An open letter to Australia’s political leaders

| March 30, 2022

As ex-Service members and experienced security practitioners who have witnessed up-close the devastation of war and crisis, we consider that climate change now represents the greatest threat to the future and security of Australians.

The first duty of government is the safety and protection of the people, but Australia has failed when it comes to climate change threats. Australia currently has no credible climate policy, leaving our nation unprepared for increasingly harsh impacts.

We call upon all those offering themselves as political leaders in this election year to make climate change a primary focus and commit to mobilising the resources necessary to address this clear and present danger.

Our Earth is already too hot and climate change is already dangerous. Fossil fuel emissions must be reduced to zero at emergency speed. The goal of net zero emissions by 2050 is wholly inadequate; decarbonisation must be reached as close to 2030 as possible. Accelerating renewables to secure energy resilience in a conflicted world is critical for Australia.

Climate change imperils the health, well-being and livelihoods of Australia’s people. Hotter and more extreme weather, floods, bushfires, cyclones and heatwaves, together with coastal inundation, are threatening water, transport, food and other critical infrastructure systems, disrupting supply chains and undermining our resilience as a nation.

The recent east coast floods and the Black Summer bushfires compelled major peacetime mobilisations of the Australian Defence Force, including Reserves, which is now increasingly being used to undertake climate-related humanitarian and disaster relief.

The Great Barrier Reef is at risk of collapse; likewise irrigated agriculture in the longer term in the Murray-Darling Basin system, which remains under severe stress.

Across our region, climate change is an existential threat to nations and communities, especially those vulnerable to sea-level rise. Globally, water and food crises exacerbated by climate change, along with population pressures, have resulted in escalating cycles of civil unrest and conflict.
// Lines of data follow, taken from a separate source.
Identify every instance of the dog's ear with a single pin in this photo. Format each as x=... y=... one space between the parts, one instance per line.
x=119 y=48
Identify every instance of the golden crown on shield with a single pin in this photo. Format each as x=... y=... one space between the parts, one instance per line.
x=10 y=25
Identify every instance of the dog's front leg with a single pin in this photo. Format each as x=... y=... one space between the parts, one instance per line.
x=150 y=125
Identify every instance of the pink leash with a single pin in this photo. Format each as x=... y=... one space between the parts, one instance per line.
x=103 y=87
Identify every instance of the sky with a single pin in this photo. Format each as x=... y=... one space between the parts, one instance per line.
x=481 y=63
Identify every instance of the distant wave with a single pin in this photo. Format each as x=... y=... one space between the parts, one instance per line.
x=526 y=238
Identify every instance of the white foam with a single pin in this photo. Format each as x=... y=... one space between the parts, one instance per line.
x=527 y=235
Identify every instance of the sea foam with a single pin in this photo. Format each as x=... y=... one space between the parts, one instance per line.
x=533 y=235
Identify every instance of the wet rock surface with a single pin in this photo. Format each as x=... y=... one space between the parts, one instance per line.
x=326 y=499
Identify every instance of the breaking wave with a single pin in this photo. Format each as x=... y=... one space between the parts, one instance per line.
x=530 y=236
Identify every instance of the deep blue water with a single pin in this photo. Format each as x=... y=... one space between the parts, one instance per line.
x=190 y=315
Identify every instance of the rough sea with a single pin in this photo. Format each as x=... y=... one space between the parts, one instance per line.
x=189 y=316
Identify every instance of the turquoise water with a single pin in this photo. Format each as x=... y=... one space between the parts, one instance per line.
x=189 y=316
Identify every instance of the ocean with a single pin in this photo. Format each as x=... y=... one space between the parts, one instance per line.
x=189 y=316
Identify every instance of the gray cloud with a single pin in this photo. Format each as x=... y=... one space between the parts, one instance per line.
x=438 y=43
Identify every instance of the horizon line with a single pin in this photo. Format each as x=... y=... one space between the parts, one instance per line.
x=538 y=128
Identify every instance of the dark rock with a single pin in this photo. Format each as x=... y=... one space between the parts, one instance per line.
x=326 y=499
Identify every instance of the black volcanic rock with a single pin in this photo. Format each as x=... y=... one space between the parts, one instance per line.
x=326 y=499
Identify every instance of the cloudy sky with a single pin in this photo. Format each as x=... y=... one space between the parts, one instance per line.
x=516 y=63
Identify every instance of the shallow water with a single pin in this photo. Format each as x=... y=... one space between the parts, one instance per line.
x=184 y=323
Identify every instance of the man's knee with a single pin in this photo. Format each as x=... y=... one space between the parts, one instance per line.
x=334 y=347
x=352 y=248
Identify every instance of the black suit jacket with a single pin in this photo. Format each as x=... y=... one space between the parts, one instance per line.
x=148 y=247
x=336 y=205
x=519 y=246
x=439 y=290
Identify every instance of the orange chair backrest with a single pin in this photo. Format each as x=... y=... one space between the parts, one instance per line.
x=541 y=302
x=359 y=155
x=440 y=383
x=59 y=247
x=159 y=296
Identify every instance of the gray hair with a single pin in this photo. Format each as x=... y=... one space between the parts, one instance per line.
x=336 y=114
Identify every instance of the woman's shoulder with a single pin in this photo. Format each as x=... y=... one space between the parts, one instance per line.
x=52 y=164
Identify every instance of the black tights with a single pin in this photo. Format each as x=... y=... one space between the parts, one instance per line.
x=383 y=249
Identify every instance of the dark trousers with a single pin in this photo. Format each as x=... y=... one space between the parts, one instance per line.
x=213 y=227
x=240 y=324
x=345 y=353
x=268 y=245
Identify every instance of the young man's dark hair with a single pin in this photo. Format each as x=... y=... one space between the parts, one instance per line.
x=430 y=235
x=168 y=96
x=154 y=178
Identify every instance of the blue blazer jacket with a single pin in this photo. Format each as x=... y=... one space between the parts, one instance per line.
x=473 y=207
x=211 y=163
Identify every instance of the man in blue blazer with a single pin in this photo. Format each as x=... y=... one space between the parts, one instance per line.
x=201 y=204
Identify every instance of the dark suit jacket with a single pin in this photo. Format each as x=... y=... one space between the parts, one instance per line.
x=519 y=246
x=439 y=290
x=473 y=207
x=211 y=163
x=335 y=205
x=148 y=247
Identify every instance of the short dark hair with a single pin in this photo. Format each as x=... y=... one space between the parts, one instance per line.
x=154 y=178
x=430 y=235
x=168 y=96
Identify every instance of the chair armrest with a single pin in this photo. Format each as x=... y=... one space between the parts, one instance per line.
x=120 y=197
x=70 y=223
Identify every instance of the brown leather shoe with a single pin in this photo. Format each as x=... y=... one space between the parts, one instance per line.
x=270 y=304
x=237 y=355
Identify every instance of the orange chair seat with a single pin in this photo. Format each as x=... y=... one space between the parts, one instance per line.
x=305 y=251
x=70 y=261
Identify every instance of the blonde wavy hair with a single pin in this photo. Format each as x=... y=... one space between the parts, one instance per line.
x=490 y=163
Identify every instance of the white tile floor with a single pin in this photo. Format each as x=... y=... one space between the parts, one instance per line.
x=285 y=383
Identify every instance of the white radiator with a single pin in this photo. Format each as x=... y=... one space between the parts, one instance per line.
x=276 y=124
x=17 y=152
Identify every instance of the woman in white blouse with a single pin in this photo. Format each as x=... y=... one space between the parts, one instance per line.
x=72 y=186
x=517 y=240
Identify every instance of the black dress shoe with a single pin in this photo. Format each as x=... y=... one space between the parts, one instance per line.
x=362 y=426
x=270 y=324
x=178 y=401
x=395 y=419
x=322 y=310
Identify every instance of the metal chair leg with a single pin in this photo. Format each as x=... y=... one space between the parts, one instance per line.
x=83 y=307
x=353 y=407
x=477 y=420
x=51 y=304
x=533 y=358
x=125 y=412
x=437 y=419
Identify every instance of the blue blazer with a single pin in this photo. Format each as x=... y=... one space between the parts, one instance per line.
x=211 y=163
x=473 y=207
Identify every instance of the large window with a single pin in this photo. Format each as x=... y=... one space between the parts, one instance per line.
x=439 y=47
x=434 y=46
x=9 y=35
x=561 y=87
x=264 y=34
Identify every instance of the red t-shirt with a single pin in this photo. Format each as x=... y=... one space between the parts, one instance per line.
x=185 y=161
Inevitably, vulnerable people migrate from affected areas in increasing numbers.

Addressing this challenge requires global co-operation rather than conflict. While our allies are taking action, climate-security risks are not being properly assessed in Australia; we are ill-prepared, and failing in our responsibilities as a global citizen and strategic defence ally.

Climate must be made an immediate security priority, at the top of the national agenda, with a commitment for mobilisation and emergency action from all sides of politics.

Your Sincerely,

Admiral Chris Barrie Ac, Former Chief, Australian Defence Force (Retd); Air Vice-Marshal John Blackburn AO, Deputy Chief, Royal Australian Air Force (Retd); Colonel Neil Greet, Australian Army (Retd); Air Vice-Marshal Neil Hart AM, Royal Air Force (Retd); Vice Admiral Paul Maddison, Royal Canadian Navy (Retd); Group Captain Anne Borzycki, Royal Australian Air Force (Retd); Lieutenant Colonel Dechlan Ellis, Australian Army (Retd): Commodore Vincenzo Di Pietro Am, CSC, Royal Australian Navy (Retd); Captain Paddy Hodgman, Royal Australian Navy (Retd); Colonel John Blaxland, Australian Army (Retd); Commodore Drew Mckinnie, Royal Australian Navy (Retd); Commander (Dr.) Steve Cole, CSM, Royal Australian Navy (Retd); Major Michael Thomas, Australian Army (Retd); Cheryl Durrant, Former Director Of Preparedness And Mobilisation, Australian Department Of Defence; Jason Brown, Former Assistant Secretary, Defence Security; Dr Peter Layton, Associate Fellow Royal United Services Institute; Dr Albert Palazzo, Former Director Of War Studies, Australian Army; Ian Dunlop, Former Chair, Australian Coal Association.